To understand how breathing affects how you feel, it helps to know how breathing and respiration work. Instead of drilling into the science, which you can find thanks to the National Institutes of Health, it helps to just keep two things in mind:

1. Your breathing rate—how quickly or slowly you breathe—affects how calm or anxious you feel.

2. Your breathing capacity—how full or shallow each breath you take is—depends on the movement of your diaphragm, a muscle below your lungs and above your stomach.

The exhilarating breath

This type of breathing exercise generally is not recommended, but it demonstrates how the frequency and depth of your breathing affect your mood and physical state, so it’s a good place to start.

Kapalbhati (skull-shining breath): Rapid breathing focused on exhalation, creating a feeling of exhilaration (read: being lightheaded from essentially hyperventilating).

Breathing quickly expels carbon dioxide at a fast rate, lowering the flow of oxygen to the brain. That oxygen reduction is what makes people feel lightheaded or dizzy and might cause them to faint.

Sorry, no instructions on how to do an exercise that can be dangerous.
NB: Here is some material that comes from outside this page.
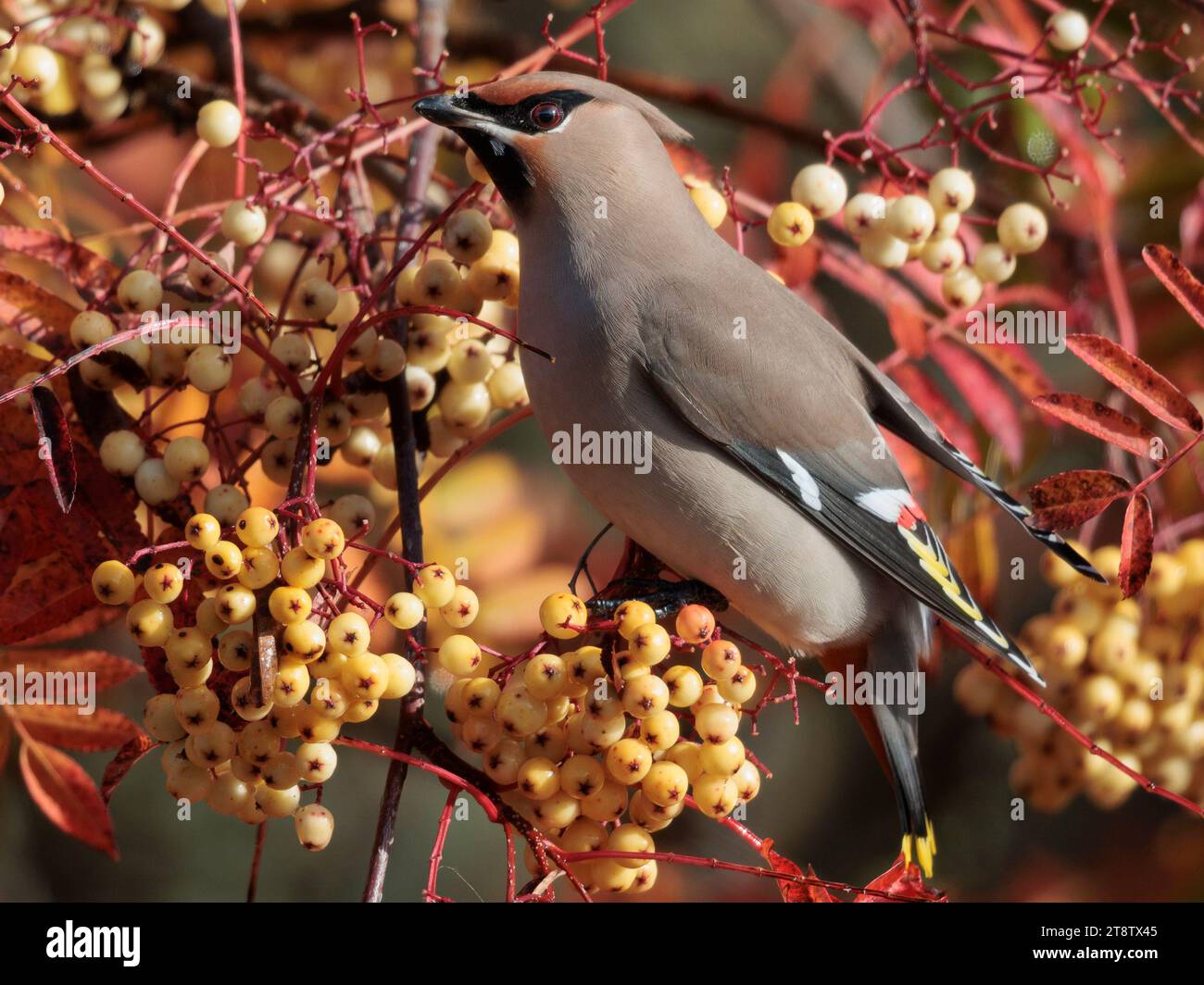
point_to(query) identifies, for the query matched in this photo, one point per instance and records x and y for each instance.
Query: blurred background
(808, 67)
Plus, odds are you’re reading this to figure out how to relax not pass out.

The calming breath

If we breathe as nature intended (the way a baby does, for example) we feel relaxed. Most of the time though, because of tension, adults don’t breathe that way.

Slow, deep breathing activates your parasympathetic nervous system, slows your heart rate and can stabilize blood pressure. It increases carbon dioxide levels in your blood, letting the brain get the oxygen it needs. This makes you feel calm, yet alert.
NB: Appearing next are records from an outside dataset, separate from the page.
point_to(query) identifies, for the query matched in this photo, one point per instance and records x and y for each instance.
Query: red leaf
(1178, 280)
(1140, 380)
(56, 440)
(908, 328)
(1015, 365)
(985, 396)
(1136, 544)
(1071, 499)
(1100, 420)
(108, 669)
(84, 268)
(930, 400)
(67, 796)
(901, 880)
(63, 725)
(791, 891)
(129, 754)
Belly breathing (a.k.a. abdominal breathing, diaphragmatic breathing): Deep breathing initiating from the abdomen, using the full capacity of the lungs.

  1. Lie down, and rest your hands on your belly. Inhale through your nose, pressing your belly up and out, into your hands. This action allows your diaphragm to contract and drop down (massaging your stomach, the organ, which can alleviate stomach cramps, by the way), creating more space in your lungs.
  2. Pause for a count or two, longer if you choose. The longer you comfortably hold your breath, the calmer you will feel. This slows the release of carbon dioxide from your system.
  3. Exhale through your nose or mouth, feeling your belly fall, along with your chest and rib cage. Your diaphragm has relaxed, pushing into your lungs, helping you breathe out.

Repeat for at least 2 minutes. Can be done standing or sitting and without the aid of your hands.

Great for:
– Opening or closing any type of yoga practice
– A pre-bedtime ritual.

Ujjayi (victorious breath): Deep breathing initiating from the rib cage, creating internal heat and a meditative sound.

  1. Lie down, and rest your hands on your outer ribcage. Inhale through your nose, expanding your ribs and chest (your diaphragm will have space to drop down, though not as much as in abdominal breathing). Contract the back of your throat as if fogging up a mirror, to create a gentle rushing sound.
  2. Exhale through your nose, keeping the breath at the back of your throat and feeling your rib cage and chest move back to neutral.

Repeat for at least 1 minute. Can be done standing or sitting and without the aid of your hands.

Great for:
– Maintaining focus throughout an active yoga practice.
– Generally cultivating concentration and strength.